Direct mail is one of the few inexpensive marketing activities that interrupts your customer and forces them to notice you (I don’t count interstitials). And it’s pretty damn cheap. Cheap enough to test. For those not in the know, it’s a lot like social media advertising: you give Epsilon your names and they sell you back an audience of similar customers. Then you reach out and try to convert them. It’s still extremely effective at generating new customers in mass at a reasonable cost. This may sound like heresy to some, but at the current CPC rates it makes a lot of sense.
One day I’ll write up a blog post about the history of marketing transitions, like the one we’re currently in. We went from using catalogs to drive store traffic and some sales. To using catalogs to drive internet sales and some store visits. To now using stores to drive internet sales. And why shouldn’t we also keep using direct mail to drive some online sales? It works. And does it at lower CAC than you’re currently paying. Trust me. If you don’t like direct mail, try billboards. Just test something.

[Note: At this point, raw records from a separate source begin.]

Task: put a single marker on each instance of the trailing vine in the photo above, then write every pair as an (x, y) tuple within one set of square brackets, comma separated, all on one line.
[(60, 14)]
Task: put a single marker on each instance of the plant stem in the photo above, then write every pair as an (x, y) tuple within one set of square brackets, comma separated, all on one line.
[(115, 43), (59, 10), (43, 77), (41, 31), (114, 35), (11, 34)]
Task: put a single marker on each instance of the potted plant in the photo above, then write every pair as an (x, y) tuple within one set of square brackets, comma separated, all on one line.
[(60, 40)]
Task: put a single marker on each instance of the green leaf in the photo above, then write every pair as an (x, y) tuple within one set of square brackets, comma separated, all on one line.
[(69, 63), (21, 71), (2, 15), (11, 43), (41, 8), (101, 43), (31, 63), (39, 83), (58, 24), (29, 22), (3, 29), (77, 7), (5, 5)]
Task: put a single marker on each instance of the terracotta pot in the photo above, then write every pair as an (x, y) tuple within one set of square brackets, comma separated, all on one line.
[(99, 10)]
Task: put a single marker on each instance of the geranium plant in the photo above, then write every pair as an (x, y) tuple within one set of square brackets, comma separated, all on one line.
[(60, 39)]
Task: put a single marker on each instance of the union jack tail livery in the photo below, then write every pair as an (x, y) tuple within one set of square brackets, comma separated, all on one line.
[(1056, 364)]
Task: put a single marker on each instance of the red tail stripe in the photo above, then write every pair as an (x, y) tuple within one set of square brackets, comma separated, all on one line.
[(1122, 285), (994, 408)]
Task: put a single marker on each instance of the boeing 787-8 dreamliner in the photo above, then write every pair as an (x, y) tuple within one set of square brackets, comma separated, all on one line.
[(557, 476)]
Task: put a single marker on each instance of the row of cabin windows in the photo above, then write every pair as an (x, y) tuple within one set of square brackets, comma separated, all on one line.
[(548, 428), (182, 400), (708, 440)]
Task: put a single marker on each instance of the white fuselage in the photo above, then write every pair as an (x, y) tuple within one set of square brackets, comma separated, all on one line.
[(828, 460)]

Profitable, Proactive Partnerships
Now for the bonus tip: find a non-competing company that goes after your same customer base. And make a deal with them. I love swapping marketing materials in outbound shipments. They drop your postcard in their shipments, you drop yours in theirs. And the only cost is the cost to design and print a very cheap card. If you pick the right partners, it’s a way for both companies to maximize their marketing spend. My current company, Plum, sells flooring. We’re working with an online paint company for a deal. Both of us are marketing to early adopting customers (who buys paint online?) that prefer online purchases and are working on a renovation. It’s a marriage made in heaven, I believe. I’ll know fast after seeing the numbers, but there’s lots of flexibility in a model like this because of the low costs. It can also be done with post-sale email exchanges (always should be post sale, don’t give away those customers you paid to attract).
It’s Time to Try Something New
Frankly, CAC costs are out of control. And we need to start changing things. Our monopolistic overlords are taking all our profits. And the only solution is moving away from pure performance marketing to something that relies less on a single platform or approach and takes advantage of our unique strengths in the marketplace. I like these tips because I know they work. They will help mitigate the costs to acquire new customers.
Side note: I often get approached about increasing customer retention as a way to offset marketing costs. Unless your company is completely inept at retaining customers, this is a tough wall to climb. It is very, very hard to increase your customer retention rate without launching new categories of goods or making drastic merchandising changes. And remember, if your customer retention rate was 100%, you would still have to acquire new customers to grow. If you’re growing fast enough, a low customer retention rate won’t stop you. The priority is acquiring new customers at scale and at a reasonable cost. And it always will be.